Lawsuit filed by March For Our Lives Idaho and the Idaho Alliance for Retired Americans against Idaho Secretary of State Phil McGrane (R) challenging House Bill 124, a newly enacted voter suppression law that eliminates the use of a student ID as an acceptable form of identification for in-person voting. Before H.B. 124, acceptable identification included an Idaho driver’s license or identification card issued by the Idaho Transportation Department, passport or other U.S. government issued photo ID, tribal identification card with a photo, a license to carry concealed weapons or a current student identification card with a photo issued by a high school or an accredited higher education institution. H.B. 124 removes student IDs from the acceptable list of identification. The plaintiffs allege that H.B. 124 was enacted with the intent to make it harder for young voters to participate in Idaho elections. Specifically, the plaintiffs assert that because young voters are “overwhelmingly more likely to be students” who lack access to other acceptable forms of identification for voting in Idaho, they disproportionately rely on student IDs to vote. Moreover, the plaintiffs note that H.B. 124’s “surgical attack on young Idaho’s young voters” — which solely eliminates student IDs but allows other forms of identification such as licenses to carry concealed weapons to remain in place — was enacted in the context of an “unprecedented wave of youth political activism in Idaho” and record high voter turnout amongst youth voters. In turn, the plaintiffs argue that H.B 124’s prohibition on the use of student IDs to vote “singles out high school and college students and threatens their political participation while limiting their access to the franchise” in violation of the 26th Amendment of the U.S. Constitution, which prohibits denying voting rights “on account of age.”

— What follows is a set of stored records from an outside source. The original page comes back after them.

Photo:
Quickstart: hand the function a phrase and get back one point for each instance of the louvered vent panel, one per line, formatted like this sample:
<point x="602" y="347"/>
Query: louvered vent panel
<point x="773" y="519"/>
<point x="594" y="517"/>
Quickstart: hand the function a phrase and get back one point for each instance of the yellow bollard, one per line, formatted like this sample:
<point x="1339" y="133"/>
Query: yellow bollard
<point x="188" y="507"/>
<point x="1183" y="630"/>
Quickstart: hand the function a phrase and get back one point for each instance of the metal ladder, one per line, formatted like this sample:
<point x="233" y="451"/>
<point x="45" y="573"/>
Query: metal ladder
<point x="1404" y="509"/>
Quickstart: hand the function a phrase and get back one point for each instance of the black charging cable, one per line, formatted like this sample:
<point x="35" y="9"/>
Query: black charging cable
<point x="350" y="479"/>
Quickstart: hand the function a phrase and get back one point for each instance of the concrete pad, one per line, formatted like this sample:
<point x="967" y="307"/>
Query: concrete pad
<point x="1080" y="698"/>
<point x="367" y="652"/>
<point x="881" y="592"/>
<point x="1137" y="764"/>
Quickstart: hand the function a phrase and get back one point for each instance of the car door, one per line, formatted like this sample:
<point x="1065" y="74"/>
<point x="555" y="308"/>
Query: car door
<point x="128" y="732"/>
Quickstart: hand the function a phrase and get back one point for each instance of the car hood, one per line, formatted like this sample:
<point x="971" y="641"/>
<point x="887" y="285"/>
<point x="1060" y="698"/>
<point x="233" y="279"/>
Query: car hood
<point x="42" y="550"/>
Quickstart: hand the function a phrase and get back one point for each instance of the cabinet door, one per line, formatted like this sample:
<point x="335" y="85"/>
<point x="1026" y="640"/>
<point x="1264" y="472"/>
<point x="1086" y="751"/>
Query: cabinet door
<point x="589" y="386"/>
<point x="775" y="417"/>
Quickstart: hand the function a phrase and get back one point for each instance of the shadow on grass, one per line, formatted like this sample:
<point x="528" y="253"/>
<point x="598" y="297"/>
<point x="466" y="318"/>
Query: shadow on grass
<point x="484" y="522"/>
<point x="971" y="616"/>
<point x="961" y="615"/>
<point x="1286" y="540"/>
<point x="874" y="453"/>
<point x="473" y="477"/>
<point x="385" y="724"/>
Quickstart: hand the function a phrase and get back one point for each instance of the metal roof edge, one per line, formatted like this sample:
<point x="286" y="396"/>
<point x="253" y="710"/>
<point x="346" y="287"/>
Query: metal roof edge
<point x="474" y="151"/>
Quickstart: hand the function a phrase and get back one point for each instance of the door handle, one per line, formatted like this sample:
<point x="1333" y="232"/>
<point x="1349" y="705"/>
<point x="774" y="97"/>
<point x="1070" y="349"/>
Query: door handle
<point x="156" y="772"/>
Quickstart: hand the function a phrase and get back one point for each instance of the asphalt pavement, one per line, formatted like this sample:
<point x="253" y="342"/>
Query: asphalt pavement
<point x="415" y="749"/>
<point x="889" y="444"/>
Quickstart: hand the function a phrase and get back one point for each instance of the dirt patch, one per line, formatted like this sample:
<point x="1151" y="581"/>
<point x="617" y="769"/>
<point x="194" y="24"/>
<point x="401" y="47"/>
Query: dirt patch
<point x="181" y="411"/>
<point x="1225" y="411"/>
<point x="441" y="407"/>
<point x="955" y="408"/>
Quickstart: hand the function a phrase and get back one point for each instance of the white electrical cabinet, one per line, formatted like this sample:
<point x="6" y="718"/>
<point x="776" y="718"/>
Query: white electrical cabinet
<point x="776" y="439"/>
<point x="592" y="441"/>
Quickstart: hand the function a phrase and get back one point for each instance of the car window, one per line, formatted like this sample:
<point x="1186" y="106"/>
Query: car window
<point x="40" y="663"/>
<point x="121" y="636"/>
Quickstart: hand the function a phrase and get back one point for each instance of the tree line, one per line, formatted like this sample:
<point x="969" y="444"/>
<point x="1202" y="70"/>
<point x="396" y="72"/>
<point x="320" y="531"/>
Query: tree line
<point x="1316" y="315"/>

On April 17, the plaintiffs filed an amended complaint that added a challenge to another anti-voting law, House Bill 340, that imposes strict photo ID and proof of residency requirements to register to vote and limits the forms of acceptable identification for registration. Prior to the enactment of H.B. 340, voters only had to prove their residency and make an oath or affirmation of their identity. Under H.B. 340’s new regime, voters have to produce one of the following forms of identification to register to vote: a current Idaho driver’s license or ID card, a current passport or other ID issued by the federal government, a current tribal identification card or a current Idaho concealed carry permit. Similar to H.B. 124, H.B. 340 precludes student IDs from the acceptable forms of identification, thereby targeting youth voter registration efforts. In turn, the plaintiffs contend that H.B. 340 violates the 26th Amendment. Additionally, the plaintiffs argue that H.B. 340’s new voter registration requirements, which “require new registrants to show one of four forms of photo identification to register, each of which generally may be obtained only after payment of a government fee,” impose an “unconstitutional poll tax in violation of the Twenty-Fourth Amendment and the Fourteenth Amendment’s Equal Protection Clause.”
The plaintiffs ask the court to permanently block the enforcement of H.B. 124 and H.B. 340 and to require the defendant to reinstate student IDs as a valid form of acceptable voter identification to register to vote and vote in-person in Idaho.